The resilience of private life sciences and healthcare companies was tested early in the COVID-19 outbreak, but by mid-April companies, especially those offering Covid-connected services, were seeing strong business returns, specialists said. And deal flows followed, with a rise of deal activity starting in the summer, although there was a disconnect between the buy and sell sides at the end of 2020.
On the sell side, companies were touting the extraordinary resilience of the sector, but on the buy side, investors were questioning growth prospects.
That bifurcation of expectations, Matthew Strassberg of Mid Europa Partners said in a Dechert LLP webcast, "may cause hiccups with deals happening [in 2021], even though 2020 dynamics were surprisingly positive."
Private COVID-19 vaccine development, for which companies tapped information technology to make happen in a quarter of the time it would have taken in the past and which resulted in effective rates of more than 90%, suggest promising outcomes going forward.
"That dynamic, and the efficiencies and capabilities it creates, attracted significant, if not record, amounts of capital, and I think that trend is going to continue," said Charles Kennedy, managing partner and CEO of Blue Ox Healthcare Partners.
Promising areas
The big question, especially in the United States, where healthcare remains unaffordable for many, is how new diagnostics and treatments will be paid for.
One area of promise is the rise of what Kennedy called value-based care, which the Biden administration is expected to champion through a little-known government body, the Center for Medicare and Medicaid Innovation.

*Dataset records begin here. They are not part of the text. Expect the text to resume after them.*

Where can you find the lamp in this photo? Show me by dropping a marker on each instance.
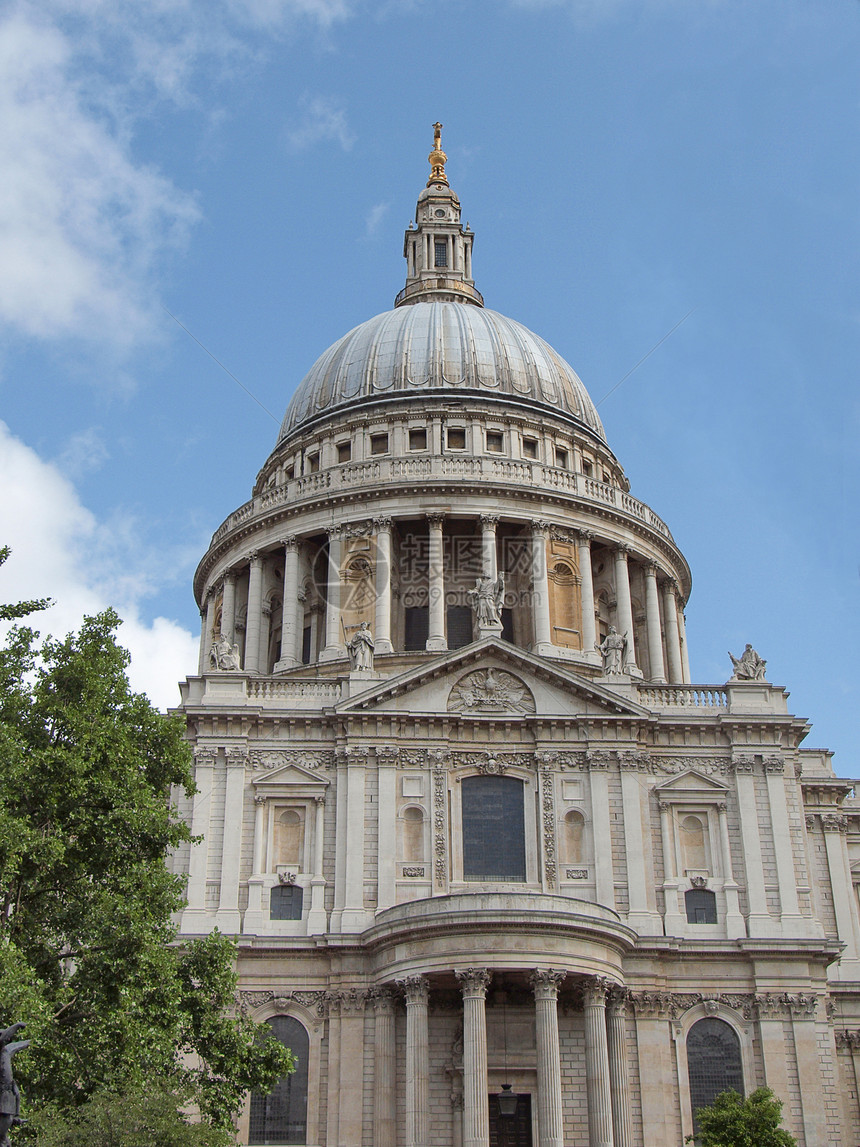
(507, 1099)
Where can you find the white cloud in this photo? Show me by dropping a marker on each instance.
(323, 119)
(62, 551)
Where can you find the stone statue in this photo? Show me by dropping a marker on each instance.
(224, 655)
(9, 1093)
(614, 650)
(360, 647)
(749, 666)
(486, 600)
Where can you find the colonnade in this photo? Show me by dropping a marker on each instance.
(664, 627)
(604, 1008)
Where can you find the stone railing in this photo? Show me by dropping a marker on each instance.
(683, 696)
(265, 688)
(384, 470)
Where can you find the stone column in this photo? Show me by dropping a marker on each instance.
(417, 1061)
(290, 629)
(835, 827)
(255, 615)
(436, 638)
(792, 922)
(673, 641)
(685, 648)
(735, 926)
(206, 627)
(596, 1064)
(474, 983)
(540, 588)
(589, 632)
(317, 915)
(546, 984)
(228, 607)
(227, 918)
(384, 1069)
(623, 605)
(334, 637)
(618, 1081)
(653, 615)
(382, 632)
(204, 761)
(759, 922)
(490, 561)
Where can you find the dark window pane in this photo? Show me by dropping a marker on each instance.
(286, 903)
(713, 1062)
(493, 828)
(459, 626)
(417, 626)
(281, 1116)
(701, 906)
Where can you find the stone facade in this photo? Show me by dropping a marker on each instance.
(509, 853)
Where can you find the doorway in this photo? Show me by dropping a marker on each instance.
(510, 1130)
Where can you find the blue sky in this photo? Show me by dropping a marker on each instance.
(251, 165)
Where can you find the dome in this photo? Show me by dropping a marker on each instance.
(440, 348)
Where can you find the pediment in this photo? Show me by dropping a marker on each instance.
(288, 777)
(492, 678)
(690, 785)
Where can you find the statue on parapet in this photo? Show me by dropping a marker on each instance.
(749, 666)
(486, 600)
(223, 655)
(614, 650)
(9, 1093)
(360, 647)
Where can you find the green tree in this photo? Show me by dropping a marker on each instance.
(732, 1121)
(88, 953)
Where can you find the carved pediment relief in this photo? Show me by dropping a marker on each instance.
(491, 691)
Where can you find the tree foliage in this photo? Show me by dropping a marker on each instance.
(88, 957)
(732, 1121)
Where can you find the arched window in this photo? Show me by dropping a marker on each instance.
(289, 837)
(281, 1116)
(573, 837)
(412, 836)
(694, 837)
(286, 903)
(701, 904)
(713, 1062)
(493, 828)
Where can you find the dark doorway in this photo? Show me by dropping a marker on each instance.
(511, 1130)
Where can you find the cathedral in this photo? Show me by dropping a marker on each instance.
(499, 872)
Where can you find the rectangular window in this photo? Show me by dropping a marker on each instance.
(416, 626)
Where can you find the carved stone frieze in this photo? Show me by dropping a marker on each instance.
(279, 758)
(489, 692)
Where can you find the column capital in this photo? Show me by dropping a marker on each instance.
(416, 989)
(546, 982)
(474, 982)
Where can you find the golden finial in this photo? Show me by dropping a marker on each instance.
(437, 160)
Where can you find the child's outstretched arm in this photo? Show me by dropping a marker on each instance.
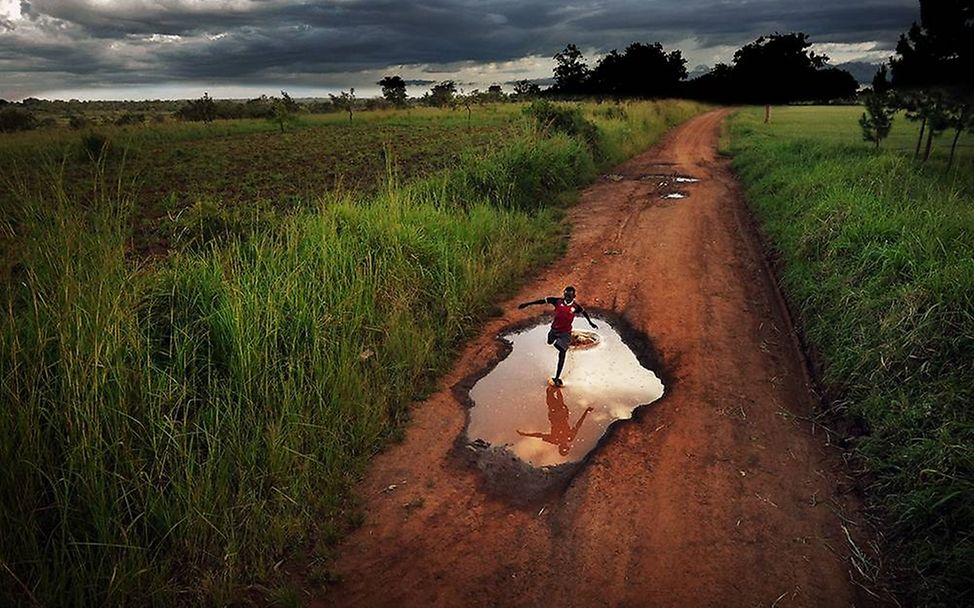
(548, 300)
(585, 314)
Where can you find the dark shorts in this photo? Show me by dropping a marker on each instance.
(561, 339)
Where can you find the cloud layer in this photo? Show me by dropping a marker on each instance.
(138, 45)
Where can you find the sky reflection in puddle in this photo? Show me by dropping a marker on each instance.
(544, 426)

The government is slowly moving toward reimbursement methods that reward the most valuable procedures.
One area where this could accelerate in coming years is diagnostics. Companies are increasingly diagnosing conditions at the molecular level, long before they show up at the clinical, lab or radiological level, potentially making treatment more cost-effective.
"These innovations will be seen by providers and plans who are now very focused on costs," Kennedy said. "They may enable an improved preventive health strategy, and, if you can prevent disease, there's no better value that you can offer the payers."
There was concern when the U.K. government effectively nationalized the response to COVID-19, but the shift was temporary, and there's little reason to believe the government will retain a heavier hand going forward than in the past.
"This crisis has highlighted the need for nimbleness," Strassberg said. "It was the private players who were often ahead of the state systems in procuring, for example, protective equipment. So, overall, the perception by the state payer and state decision makers of the value of a symbiotic cooperative relationship with private operators has actually improved. By 2025, I expect greater openness in many countries in Europe to integrate private participation in solving the problems."